Na realidade, a fórmula: “Primeiro ganhar a guerra […]” oculta o objetivo efetivo de frustrar a revolução. As revoluções devem ser feitas quando existem circunstâncias favoráveis, e estas circunstâncias a história não as oferece de encomenda. Se não se aproveitam os momentos de maior tensão revolucionária, o inimigo de classe vai reconquistando posições perdidas e finaliza por estrangular a revolução. A história do século XIX e a mais recente do pós-guerra (Alemanha, Áustria, Itália, China, etc.), oferece-nos abundantes exemplos disso. Adiar a revolução para depois de ganhar a guerra significa deixar as mãos livres à burguesia para que, aproveitando-se do afrouxamento da tensão revolucionária, restabeleça a sua máquina de repressão no preparo, sistemático e progressivo, da restauração do regime capitalista. A guerra — temo-lo dito já — é uma forma da política. O regime político sempre serve a uma classe definida, da qual é expressão e instrumento. Enquanto continuar a guerra, deve seguir-se a fazer política: a serviço de quem?, No interesse de que classe? Toda a questão está aí. E a garantia de uma vitória rápida e certa nas frentes reside numa política revolucionária firme na retaguarda, capaz de inspirar os combatentes com o brio e a confiança indispensáveis para a luita; capaz também de despertar a solidariedade revolucionária do proletariado internacional, a única com a qual podemos contar, de criar uma sólida indústria de guerra, de reconstruir em bases socialistas a economia destruída pola guerra civil, de forjar uma exército eficaz a serviço da causa proletária, que é a da humanidade civilizada. O instrumento de tal política revolucionária só pode ser um governo obreiro e camponês.

IV

Como na Rússia, em 1917, e em toda a Europa depois da guerra imperialista, o obstáculo maior oposto ao avanço vitorioso da revolução proletária é o reformismo, agente da burguesia no movimento operário. Mas dá-se o caso paradoxal de que, no nosso país,o expoente mais característico do reformismo desvirilizador seja precisamente o Partido Comunista da Espanha e a sua filial o Partido Socialista Unificado da Catalunha, membros de uma internacional, a Internacional Comunista, que se ergue como consequência do rompimento ideológico e orgânico com o reformismo. Prisioneiro da burocracia soviética, que voltou as costas à revolução proletária internacional para fincar todas as suas esperanças sobre os países “democráticas” e a Liga das Nações, o comunismo oficial tem abandonado definitivamente a política revolucionária de classe voltando-se para a aliança com os partidos burgueses democráticos (Frente Popular) e preparar psicologicamente as massas para a próxima guerra mundial. Dai a palavra de ordem: "Luita pola independência nacional", e que traduzida para a  linguagem da política internacional, significa: “sujeição da Espanha revolucionária aos interesses do bloco imperialista franco-britânico", da que faz parte a própria URSS. As conseqüências fatais de tal política não tardaram em se fazer sentir: explorando as dificuldades da guerra e as possíveis complicações internacionais, o reformismo, auxiliado eficazmente polos representantes da burocracia estalinista, que por sua vez exploraram com o auxilio prestado pola URSS, tem conseguido minar sistematicamente as conquistas revolucionárias, preparando o terreno para a contra-revolução. A nossa eliminação do governo da Generalitat, as tentativas de formar um Exército popular “democrático” e "neutro", a supressão das milícias da retaguarda e a reconstituição da ordem pública na base do restabelecimento do velho mecanismo, a censura de imprensa, são os degraus mais importantes deste processo contra-revolucionário, que continuará inexoravelmente, até o total esmagamento do movimento revolucionário, caso a classe trabalhadora espanhola não reaja rápida e vigorosamente, reconquistando as posições alcançadas nas jornadas de julho e impelindo a revolução socialista para frente.

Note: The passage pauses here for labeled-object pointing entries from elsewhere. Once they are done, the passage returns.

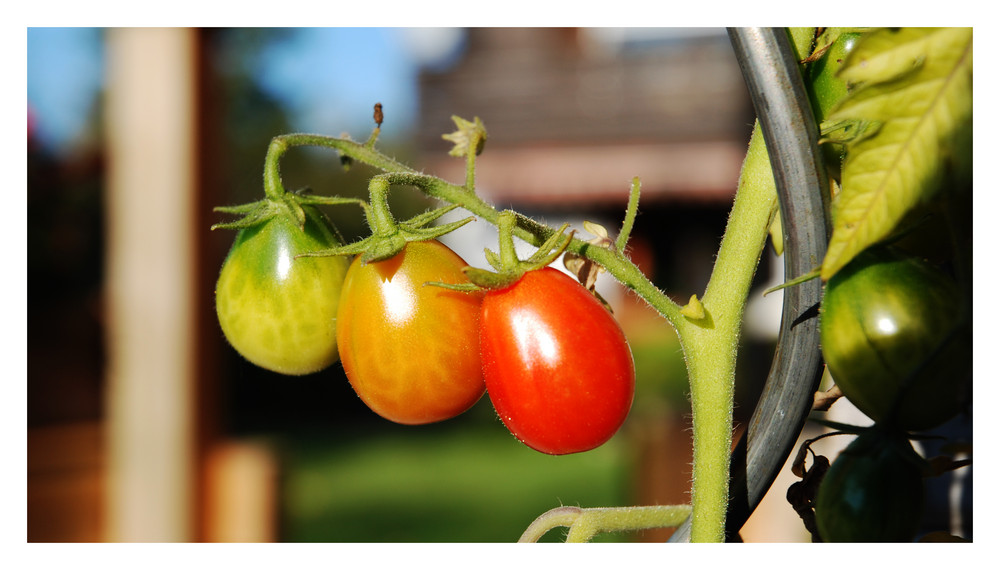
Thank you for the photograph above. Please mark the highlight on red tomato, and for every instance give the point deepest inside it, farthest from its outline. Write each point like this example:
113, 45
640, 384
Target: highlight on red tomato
558, 368
276, 310
410, 350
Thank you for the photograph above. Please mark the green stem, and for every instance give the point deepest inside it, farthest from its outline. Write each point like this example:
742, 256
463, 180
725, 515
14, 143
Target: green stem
710, 344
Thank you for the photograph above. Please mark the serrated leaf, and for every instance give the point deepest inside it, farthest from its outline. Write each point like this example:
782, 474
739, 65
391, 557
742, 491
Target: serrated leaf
917, 83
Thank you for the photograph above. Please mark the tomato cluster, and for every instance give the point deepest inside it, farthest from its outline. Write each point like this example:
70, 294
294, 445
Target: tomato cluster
557, 365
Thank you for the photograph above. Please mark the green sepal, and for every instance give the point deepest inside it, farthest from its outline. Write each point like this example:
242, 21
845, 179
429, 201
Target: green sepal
471, 135
796, 281
510, 271
694, 310
382, 247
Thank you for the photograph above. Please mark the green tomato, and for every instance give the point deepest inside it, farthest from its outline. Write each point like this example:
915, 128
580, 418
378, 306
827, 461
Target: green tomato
277, 311
873, 492
826, 88
892, 337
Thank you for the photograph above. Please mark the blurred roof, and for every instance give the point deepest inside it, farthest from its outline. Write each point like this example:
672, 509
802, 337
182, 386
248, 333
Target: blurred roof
572, 117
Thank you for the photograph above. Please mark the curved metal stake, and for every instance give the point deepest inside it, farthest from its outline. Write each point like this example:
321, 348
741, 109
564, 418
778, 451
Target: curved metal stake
772, 75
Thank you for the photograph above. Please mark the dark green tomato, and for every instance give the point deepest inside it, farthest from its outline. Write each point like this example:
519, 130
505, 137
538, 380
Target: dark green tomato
873, 492
891, 337
825, 87
277, 311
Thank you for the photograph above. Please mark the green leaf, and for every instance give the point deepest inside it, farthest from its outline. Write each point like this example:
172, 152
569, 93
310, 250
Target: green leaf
917, 84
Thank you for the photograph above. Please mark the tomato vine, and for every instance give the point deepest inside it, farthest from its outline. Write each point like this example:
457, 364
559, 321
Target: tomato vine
709, 325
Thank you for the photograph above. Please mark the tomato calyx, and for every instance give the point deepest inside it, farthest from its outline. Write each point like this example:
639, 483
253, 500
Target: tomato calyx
288, 204
388, 236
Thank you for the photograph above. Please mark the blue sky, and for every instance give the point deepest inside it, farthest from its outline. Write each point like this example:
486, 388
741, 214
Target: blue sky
65, 71
328, 78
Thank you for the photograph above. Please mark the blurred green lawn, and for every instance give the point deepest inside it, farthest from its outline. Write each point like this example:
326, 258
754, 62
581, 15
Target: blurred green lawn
472, 482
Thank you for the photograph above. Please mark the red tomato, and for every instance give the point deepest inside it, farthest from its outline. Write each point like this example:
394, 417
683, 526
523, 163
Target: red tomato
411, 351
557, 366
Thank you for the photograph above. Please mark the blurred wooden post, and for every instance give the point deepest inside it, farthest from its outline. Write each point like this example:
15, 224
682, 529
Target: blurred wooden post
150, 407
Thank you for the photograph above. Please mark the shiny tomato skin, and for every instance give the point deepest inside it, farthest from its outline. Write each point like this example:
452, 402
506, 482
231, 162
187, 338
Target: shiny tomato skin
277, 311
889, 331
410, 350
558, 368
873, 492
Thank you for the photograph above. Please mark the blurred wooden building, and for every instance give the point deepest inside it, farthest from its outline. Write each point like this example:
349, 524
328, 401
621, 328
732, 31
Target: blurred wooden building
573, 114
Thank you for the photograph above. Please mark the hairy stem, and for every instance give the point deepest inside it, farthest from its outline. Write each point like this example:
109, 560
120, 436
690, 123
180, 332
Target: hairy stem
710, 344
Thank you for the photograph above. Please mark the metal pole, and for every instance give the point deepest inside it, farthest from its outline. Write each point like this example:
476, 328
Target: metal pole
772, 75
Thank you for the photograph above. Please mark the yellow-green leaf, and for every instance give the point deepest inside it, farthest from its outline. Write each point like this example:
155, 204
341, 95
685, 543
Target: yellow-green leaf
916, 84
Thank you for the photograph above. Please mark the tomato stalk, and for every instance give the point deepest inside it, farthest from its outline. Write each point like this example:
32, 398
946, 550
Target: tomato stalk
709, 343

Na situação de hoje, inequivocamente revolucionária, a palavra de ordem “luita pola República democrática parlamentar”, só pode servir aos interesses da burguesia contra-revolucionária. Hoje, mais do que nunca, “a palavra democracia não é mais do que um testo com que se pretende impedir o povo revolucionário de insurgir-se e empreender, livre, ousadamente e pola sua conta, a construção da sociedade nova” (Lenine). Como nos tem ensinado o marxismo revolucionário, a República democrática é apenas uma forma mascarada da ditadura da burguesia. No período de apogeu do capitalismo, quando ele representava um fator progressista, a burguesia pôde permitir-se o luxo de conceder uma série de liberalidades "democráticas", — consideravelmente limitadas, condicionadas, polo fato da sua dominação econômica e política — à classe trabalhadora. Hoje, na época do imperialismo, “estágio derradeiro do capitalismo”, a burguesia, a fim de vencer as suas contradições internas, vê-se na necessidade de aparelhar-se de regímens de ditadura brutal (fascismo), que destruem mesmo as miseráveis liberdades democráticas. Nestas circunstâncias, o mundo acha-se diante dum dilema fatal: ou socialismo ou fascismo. Os regimes “democráticos” devem ser necessariamente efémeros, inconsistentes e, no pior dos casos, embaem e desarmam os trabalhadores com as suas ilusões, preparam o terreno para a reação fascista.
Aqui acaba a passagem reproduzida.